アルバート=ラズロ・バラバシは『新ネットワーク思考―世界のしくみを読み解く』の中で、
「ネットワークはベキ法則に従うことが明らかになった」などと言われて興奮するのは、一握りの数学者や物理学者だけだろうと思われるかもしれない。しかしベキ法則は、カオス、フラクタル、相転移など、20世紀後半に成し遂げられた概念上の大躍進の中核にある法則なのである。ネットワークと他の自然現象とのあいだに予期せぬつながりが存在する徴にほかならない。アルバート=ラズロ・バラバシ『新ネットワーク思考―世界のしくみを読み解く』
と、記しています。
これが気になっていて、いろいろ調べたり、本を読んだりしています。
調べてみると、なかなか面白いことがわかります。
例えば、スチュアート・カウフマンは『自己組織化と進化の論理―宇宙を貫く複雑系の法測』の中で、以下のように書いています。
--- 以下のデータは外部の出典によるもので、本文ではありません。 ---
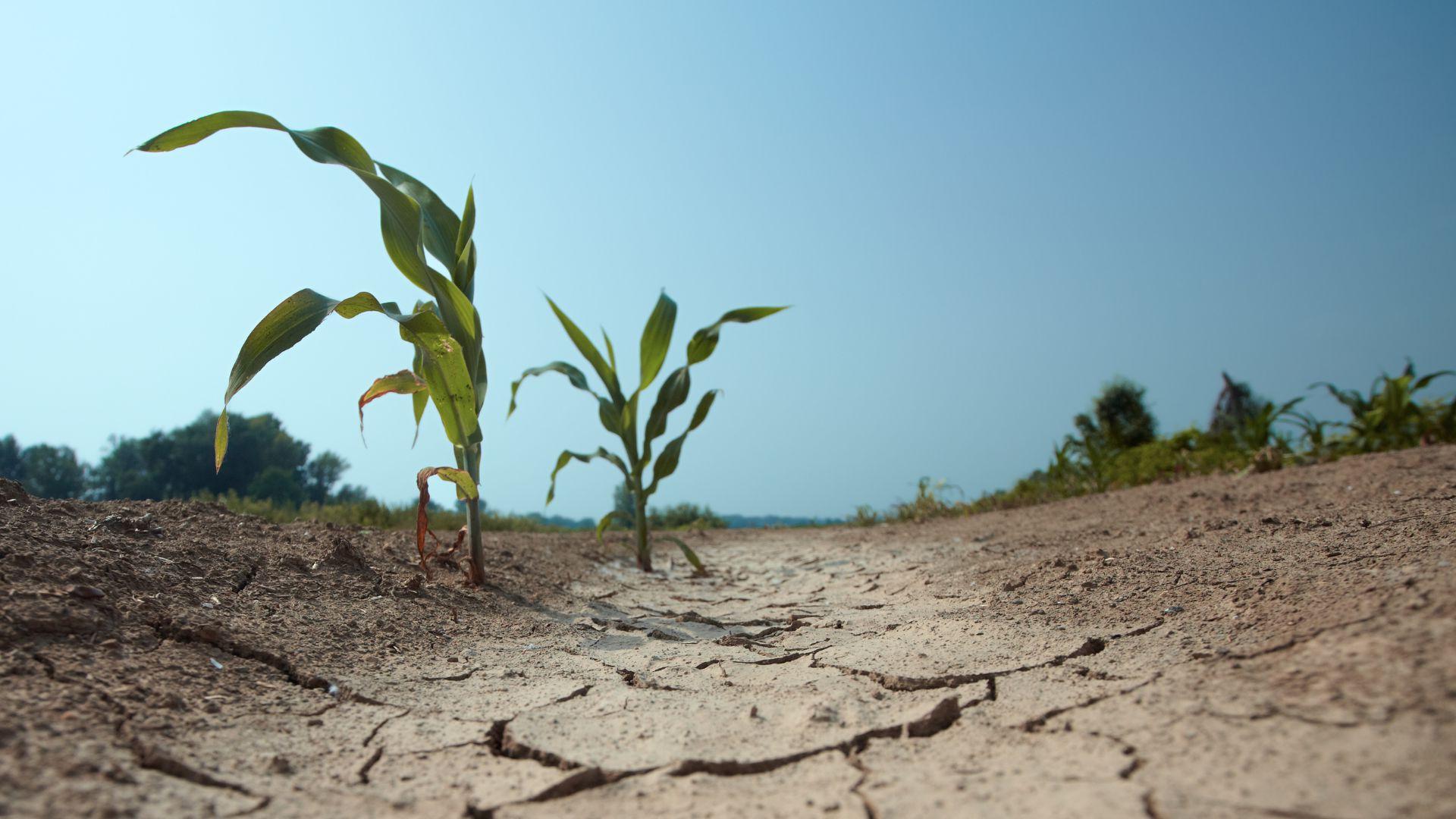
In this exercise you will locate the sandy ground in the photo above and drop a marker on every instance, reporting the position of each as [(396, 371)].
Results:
[(1274, 645)]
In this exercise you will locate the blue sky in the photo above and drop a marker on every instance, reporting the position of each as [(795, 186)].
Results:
[(979, 212)]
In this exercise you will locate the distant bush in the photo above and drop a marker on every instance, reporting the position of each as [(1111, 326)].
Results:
[(1242, 435), (685, 516)]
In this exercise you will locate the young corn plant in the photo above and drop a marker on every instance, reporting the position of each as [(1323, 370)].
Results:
[(618, 411), (443, 331)]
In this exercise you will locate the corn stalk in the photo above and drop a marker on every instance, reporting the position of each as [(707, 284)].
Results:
[(444, 331), (619, 411)]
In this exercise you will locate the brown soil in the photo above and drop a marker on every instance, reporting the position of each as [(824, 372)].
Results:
[(1274, 645)]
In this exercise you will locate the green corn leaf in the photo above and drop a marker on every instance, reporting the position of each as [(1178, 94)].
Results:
[(576, 376), (421, 400), (305, 311), (403, 382), (590, 353), (441, 226), (667, 463), (400, 215), (466, 222), (465, 490), (692, 557), (657, 335), (566, 458), (606, 521), (220, 441), (705, 340), (672, 395), (609, 416)]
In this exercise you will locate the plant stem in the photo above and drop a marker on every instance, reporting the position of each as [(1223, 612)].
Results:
[(472, 516), (644, 551)]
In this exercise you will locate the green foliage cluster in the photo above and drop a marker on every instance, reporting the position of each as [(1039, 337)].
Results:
[(683, 516), (268, 474), (1117, 445), (265, 464), (47, 471)]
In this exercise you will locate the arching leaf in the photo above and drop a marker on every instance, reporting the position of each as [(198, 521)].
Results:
[(443, 366), (403, 382), (566, 458), (657, 335), (573, 375), (667, 463), (705, 340)]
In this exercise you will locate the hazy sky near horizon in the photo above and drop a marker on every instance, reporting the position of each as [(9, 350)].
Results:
[(979, 212)]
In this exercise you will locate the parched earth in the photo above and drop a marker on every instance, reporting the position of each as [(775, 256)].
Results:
[(1277, 645)]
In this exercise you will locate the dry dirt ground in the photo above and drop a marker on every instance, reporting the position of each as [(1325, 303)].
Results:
[(1274, 645)]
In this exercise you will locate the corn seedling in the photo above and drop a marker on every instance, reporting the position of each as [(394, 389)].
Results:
[(444, 331), (619, 411)]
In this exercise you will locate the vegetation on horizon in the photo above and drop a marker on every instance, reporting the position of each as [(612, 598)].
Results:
[(1117, 445), (444, 331), (620, 417)]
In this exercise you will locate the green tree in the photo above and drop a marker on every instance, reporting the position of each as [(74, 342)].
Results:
[(277, 484), (1120, 419), (11, 460), (53, 471), (321, 474), (178, 464)]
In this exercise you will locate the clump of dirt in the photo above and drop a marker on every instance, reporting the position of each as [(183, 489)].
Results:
[(1272, 645)]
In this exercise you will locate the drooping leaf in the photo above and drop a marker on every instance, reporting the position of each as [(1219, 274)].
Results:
[(672, 395), (657, 335), (400, 215), (465, 488), (419, 400), (466, 222), (576, 376), (299, 315), (699, 570), (441, 226), (566, 458), (588, 352), (403, 382), (220, 441), (705, 340), (667, 463)]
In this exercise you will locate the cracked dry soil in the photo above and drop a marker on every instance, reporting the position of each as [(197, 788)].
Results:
[(1272, 645)]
10種類の高分子を含み、触媒作用の確率が100万分の1であるような単純な系は、単に生命をもたない分子の集合でしかない。10種類の分子は、これらの分子間で起こりうるどの反応に対しても触媒となりえないことは、ほぼ確実である。非常にゆっくりとした自発的な化学反応を除けば、この活性のないスープの中では何も起こらない。分子の多様性と原子の複雑さが増加するにつれて、それらの間の反応が、次々と触媒作用を受けるようになる。その系の構成要素自身から触媒作用を受けるのである。多様性が閾値を超えると相転移が起こり、触媒作用を受けた反応の巨大な織物が「結晶化」する。触媒作用を受けた反応がなす部分グラフは、つながっていないクラスターを数多くもっている状態から、巨大なクラスターと孤立したいくつかの小さなクラスターをもつ状態へと変化する。スチュアート・カウフマン『自己組織化と進化の論理―宇宙を貫く複雑系の法測』
「多様性」と「複雑さ」が増すと「巨大なクラスターと孤立したいくつかの小さなクラスターをもつ状態へと変化する」というのは、いまのWebのネットワークの環境を想起させる記述のように僕には思えます。
この関連性が何を意味するのか? しばらく調べてみようと思っています。